I was excited to photograph some of the women during a military exercise at a Marine base south of the capital Manila. This was not the first time that I had taken pictures of female soldiers during training exercises, but I volunteered again because this time I would be documenting new recruits.
I arrived at the base in the afternoon and was immediately briefed by the training officers, discussing my interest and the pictures that I would like to take. I wanted to take pictures of female soldiers trying out to join the “few and proud” Marines, showing their capabilities and comparing their skills, stamina and endurance with male soldiers.

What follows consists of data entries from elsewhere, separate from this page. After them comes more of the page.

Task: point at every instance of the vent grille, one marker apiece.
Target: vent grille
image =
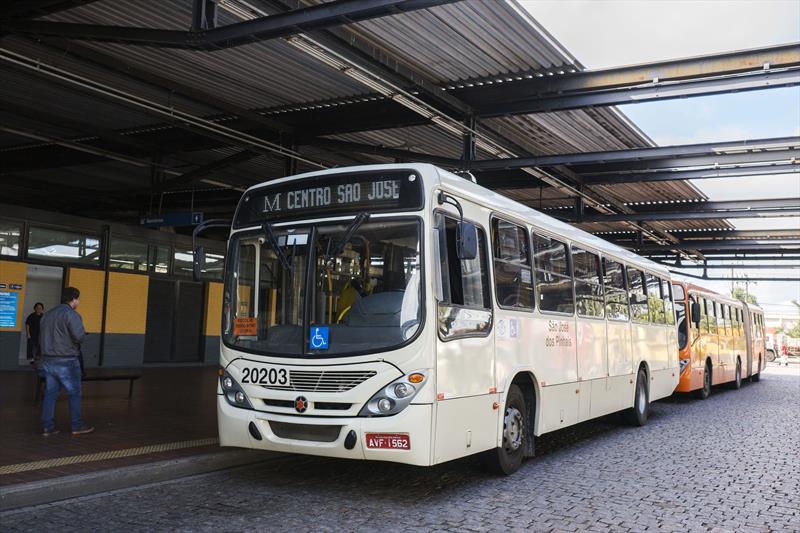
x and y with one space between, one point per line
324 380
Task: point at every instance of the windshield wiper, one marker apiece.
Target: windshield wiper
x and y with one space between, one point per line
348 234
273 242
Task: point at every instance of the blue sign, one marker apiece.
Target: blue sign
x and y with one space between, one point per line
9 303
318 338
172 219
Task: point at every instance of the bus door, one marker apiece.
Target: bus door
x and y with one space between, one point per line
592 354
465 374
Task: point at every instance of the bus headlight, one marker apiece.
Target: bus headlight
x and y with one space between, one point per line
395 396
233 392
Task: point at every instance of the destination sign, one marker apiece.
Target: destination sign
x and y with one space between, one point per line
338 194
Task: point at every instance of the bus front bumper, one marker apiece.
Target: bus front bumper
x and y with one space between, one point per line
326 436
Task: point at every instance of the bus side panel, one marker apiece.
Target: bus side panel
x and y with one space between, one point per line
655 353
619 348
592 356
465 419
641 342
663 383
554 350
559 407
620 384
592 368
465 426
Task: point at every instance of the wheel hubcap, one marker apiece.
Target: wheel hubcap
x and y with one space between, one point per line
641 400
514 426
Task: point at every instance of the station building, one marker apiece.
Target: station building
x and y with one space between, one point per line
139 303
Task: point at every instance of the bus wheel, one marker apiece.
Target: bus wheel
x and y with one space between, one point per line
755 378
637 415
508 458
737 383
705 392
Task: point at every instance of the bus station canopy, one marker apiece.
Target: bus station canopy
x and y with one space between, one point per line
116 109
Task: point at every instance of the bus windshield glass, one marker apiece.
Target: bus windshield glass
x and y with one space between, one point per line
362 294
679 297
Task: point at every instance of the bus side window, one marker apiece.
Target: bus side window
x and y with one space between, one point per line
741 322
726 318
705 326
615 290
655 300
588 283
553 275
669 311
639 308
692 319
465 308
513 278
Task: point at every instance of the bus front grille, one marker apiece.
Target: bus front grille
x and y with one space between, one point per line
310 432
323 380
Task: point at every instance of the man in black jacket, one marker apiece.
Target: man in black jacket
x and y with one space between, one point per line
61 333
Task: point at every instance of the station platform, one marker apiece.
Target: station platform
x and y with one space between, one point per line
171 414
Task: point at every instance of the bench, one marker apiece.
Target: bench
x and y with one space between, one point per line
115 376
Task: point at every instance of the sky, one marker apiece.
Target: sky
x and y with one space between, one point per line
609 33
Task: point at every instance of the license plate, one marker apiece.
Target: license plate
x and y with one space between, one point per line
391 441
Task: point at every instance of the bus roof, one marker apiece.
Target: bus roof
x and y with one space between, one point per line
492 200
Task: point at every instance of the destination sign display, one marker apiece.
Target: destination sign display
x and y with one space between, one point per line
338 194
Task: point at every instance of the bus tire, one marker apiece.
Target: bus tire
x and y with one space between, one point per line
507 459
755 378
637 415
736 384
705 391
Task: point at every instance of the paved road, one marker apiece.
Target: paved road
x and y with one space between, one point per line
730 463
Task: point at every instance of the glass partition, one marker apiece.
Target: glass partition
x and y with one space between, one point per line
64 246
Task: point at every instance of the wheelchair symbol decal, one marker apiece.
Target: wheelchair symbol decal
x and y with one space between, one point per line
318 338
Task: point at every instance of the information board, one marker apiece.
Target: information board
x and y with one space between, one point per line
336 194
9 303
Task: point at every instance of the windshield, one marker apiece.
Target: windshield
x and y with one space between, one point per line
680 314
363 291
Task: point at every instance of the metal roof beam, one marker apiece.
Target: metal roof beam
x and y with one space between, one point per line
394 153
639 95
686 215
673 78
730 267
259 29
686 236
714 161
777 144
753 255
737 244
677 175
39 8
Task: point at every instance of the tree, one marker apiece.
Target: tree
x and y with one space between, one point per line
740 294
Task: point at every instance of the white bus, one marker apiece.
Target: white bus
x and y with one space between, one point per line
403 313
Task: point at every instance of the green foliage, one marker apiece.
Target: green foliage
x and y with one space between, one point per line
740 294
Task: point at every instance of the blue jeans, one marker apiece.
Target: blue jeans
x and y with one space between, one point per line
61 372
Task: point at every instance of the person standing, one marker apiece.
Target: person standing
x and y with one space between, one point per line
32 330
61 333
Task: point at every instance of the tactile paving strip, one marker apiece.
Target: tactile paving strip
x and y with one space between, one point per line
103 456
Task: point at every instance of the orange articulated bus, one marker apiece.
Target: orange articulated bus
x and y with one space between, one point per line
720 340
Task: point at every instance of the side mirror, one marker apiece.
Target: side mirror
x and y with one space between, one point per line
466 241
198 262
695 310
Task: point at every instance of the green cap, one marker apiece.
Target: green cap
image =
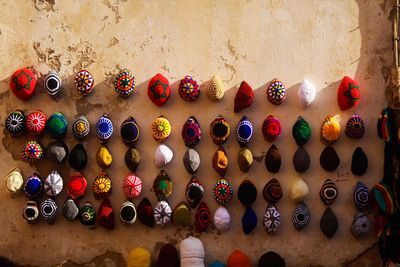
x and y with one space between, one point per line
301 131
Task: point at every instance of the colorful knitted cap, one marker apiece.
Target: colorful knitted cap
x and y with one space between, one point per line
132 186
222 219
15 122
194 192
220 161
124 83
53 184
161 129
30 212
328 192
52 84
349 93
361 196
132 159
329 223
87 215
77 185
215 89
355 127
105 215
57 151
272 192
219 130
273 159
272 219
162 185
301 216
23 83
102 185
191 132
159 90
271 128
48 210
36 123
104 128
238 259
84 82
77 157
127 213
162 213
81 127
130 131
244 97
301 131
361 225
70 210
245 159
13 182
191 160
222 192
57 125
202 217
33 186
276 92
330 130
189 89
244 131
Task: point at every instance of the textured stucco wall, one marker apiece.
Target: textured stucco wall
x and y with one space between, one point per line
240 40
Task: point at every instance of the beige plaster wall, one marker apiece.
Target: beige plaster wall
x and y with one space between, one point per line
240 40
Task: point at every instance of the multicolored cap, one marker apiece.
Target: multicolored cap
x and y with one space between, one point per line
15 122
84 82
124 83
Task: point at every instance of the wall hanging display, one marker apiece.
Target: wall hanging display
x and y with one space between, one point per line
159 90
57 125
84 82
329 222
81 127
355 127
188 89
276 92
23 83
215 89
247 195
57 151
348 94
244 97
306 93
36 123
52 84
272 193
124 83
271 128
15 122
13 182
181 215
202 217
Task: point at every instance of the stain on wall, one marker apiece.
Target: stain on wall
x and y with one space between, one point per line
251 40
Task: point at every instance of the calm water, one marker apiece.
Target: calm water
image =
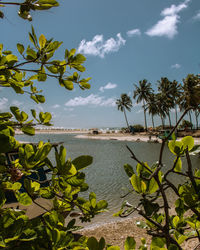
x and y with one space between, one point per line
106 176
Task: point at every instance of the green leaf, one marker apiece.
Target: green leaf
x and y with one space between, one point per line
178 166
33 112
24 199
129 170
11 59
113 248
31 54
157 242
130 243
175 221
175 147
82 161
40 98
20 48
136 183
28 130
72 52
173 247
68 85
2 198
42 75
102 243
153 186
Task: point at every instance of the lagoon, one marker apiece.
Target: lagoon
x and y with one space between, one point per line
106 176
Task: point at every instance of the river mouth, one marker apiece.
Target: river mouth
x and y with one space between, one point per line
106 176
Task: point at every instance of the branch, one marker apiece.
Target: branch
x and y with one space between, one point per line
136 159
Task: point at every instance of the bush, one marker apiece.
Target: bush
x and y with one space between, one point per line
186 124
138 128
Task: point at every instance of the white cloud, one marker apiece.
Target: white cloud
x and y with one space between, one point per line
56 106
3 103
197 16
134 32
92 99
176 66
16 103
135 104
173 9
68 109
139 111
168 26
99 47
165 27
108 86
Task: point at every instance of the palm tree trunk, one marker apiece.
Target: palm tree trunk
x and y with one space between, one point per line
126 119
152 121
145 119
170 123
189 112
196 115
162 121
176 114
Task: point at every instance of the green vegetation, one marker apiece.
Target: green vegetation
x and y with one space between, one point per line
66 179
49 230
169 228
168 96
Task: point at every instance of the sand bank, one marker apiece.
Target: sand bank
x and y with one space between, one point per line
115 233
127 137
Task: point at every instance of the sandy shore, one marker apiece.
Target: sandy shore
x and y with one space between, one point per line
115 233
127 137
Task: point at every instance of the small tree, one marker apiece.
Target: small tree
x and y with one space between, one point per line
169 229
66 181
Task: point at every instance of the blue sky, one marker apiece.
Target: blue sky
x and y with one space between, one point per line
123 41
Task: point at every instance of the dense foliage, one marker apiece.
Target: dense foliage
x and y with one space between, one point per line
19 178
169 227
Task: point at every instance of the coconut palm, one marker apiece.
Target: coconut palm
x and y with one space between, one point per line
161 107
165 89
141 94
123 104
191 93
152 107
176 92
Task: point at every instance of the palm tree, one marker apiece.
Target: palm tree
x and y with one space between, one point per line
161 107
142 93
166 90
152 107
191 93
123 104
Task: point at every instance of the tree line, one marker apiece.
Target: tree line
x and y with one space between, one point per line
169 95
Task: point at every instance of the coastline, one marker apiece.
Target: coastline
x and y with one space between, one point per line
115 233
127 137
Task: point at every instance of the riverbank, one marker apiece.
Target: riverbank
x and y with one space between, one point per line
138 137
115 233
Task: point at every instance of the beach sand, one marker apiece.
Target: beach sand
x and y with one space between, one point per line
138 137
115 233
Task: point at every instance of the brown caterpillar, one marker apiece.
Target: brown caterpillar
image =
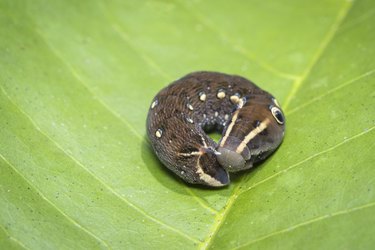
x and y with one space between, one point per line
250 120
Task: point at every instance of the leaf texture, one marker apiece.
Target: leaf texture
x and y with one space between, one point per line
77 79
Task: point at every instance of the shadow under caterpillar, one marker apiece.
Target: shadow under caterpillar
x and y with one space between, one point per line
250 119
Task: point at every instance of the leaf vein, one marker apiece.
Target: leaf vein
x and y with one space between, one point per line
235 47
136 208
71 220
342 14
18 242
308 222
331 91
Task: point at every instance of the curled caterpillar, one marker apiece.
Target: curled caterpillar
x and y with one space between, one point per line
250 119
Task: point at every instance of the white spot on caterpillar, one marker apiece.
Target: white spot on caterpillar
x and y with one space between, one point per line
153 105
220 94
189 120
191 154
158 133
230 127
276 102
262 126
235 99
202 96
190 107
207 178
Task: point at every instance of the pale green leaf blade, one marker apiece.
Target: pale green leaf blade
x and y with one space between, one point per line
77 79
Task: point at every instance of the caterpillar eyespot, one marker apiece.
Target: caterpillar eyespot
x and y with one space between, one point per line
250 120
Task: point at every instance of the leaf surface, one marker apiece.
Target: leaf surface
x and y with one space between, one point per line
77 79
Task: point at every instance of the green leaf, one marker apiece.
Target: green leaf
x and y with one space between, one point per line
77 79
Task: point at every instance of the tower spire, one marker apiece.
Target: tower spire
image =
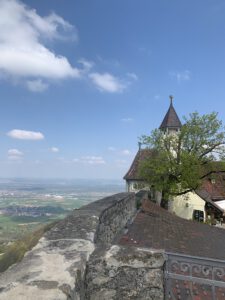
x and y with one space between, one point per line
171 121
171 99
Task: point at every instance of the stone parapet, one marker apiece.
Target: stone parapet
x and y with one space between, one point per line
125 273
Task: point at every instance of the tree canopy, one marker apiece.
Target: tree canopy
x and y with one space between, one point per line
180 161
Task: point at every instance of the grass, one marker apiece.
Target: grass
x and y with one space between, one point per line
14 252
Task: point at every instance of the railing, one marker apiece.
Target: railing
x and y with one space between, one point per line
194 278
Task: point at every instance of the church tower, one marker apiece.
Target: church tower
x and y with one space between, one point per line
171 122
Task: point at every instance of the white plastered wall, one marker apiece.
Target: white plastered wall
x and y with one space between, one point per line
183 206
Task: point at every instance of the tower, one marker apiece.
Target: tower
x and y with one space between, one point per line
171 122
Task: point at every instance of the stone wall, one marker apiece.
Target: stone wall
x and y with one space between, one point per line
125 273
55 267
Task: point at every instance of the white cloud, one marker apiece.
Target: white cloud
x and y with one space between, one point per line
87 65
15 152
127 120
37 85
157 96
125 152
107 82
54 149
132 76
15 155
181 76
22 51
112 149
25 135
120 161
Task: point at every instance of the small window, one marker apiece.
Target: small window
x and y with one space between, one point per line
198 215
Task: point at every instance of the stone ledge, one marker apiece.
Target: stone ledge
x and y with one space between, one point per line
125 273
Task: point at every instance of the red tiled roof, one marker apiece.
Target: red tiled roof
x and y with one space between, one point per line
155 227
215 187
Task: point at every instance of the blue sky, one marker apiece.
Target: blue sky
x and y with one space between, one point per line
81 80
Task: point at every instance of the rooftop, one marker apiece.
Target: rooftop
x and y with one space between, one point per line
155 227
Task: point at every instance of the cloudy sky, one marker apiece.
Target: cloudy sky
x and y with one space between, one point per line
81 80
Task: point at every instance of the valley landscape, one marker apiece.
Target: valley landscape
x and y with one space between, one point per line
26 205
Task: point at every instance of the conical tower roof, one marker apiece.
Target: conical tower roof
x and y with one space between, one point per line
171 119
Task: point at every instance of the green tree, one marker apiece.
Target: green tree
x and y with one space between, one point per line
178 162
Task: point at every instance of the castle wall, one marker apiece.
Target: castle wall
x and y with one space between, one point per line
125 273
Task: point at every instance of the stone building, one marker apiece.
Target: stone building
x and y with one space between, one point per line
199 204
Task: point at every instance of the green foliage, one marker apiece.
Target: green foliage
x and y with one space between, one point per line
16 250
182 160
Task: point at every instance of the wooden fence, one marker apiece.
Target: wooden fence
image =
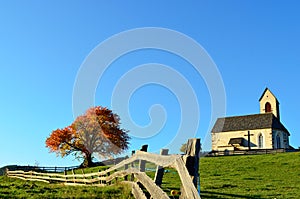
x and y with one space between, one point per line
249 152
125 170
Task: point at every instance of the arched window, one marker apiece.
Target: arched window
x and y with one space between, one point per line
268 108
260 141
278 141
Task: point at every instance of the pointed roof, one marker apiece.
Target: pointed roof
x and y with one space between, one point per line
248 122
267 89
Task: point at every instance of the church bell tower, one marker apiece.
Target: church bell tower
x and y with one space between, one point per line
269 103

There were 30 new women soldiers, about a platoon-size, trying out to be part of a Marine reconnaissance company to be organized for deployment on a troubled southern island in the Philippines. I found them fumbling over a rubber boat as they responded with confusion to orders barked by a drill sergeant. But, as they kept on rehearsing how to position themselves in a rubber boat, they were able to perfect the drills with amazing precision.
That night, I visited the women’s barracks and my camera captured them cleaning their assault rifles. A female Marine who escorted me allowed me to take some more pictures of the recruits dismantling, cleaning and putting their assault rifles back together.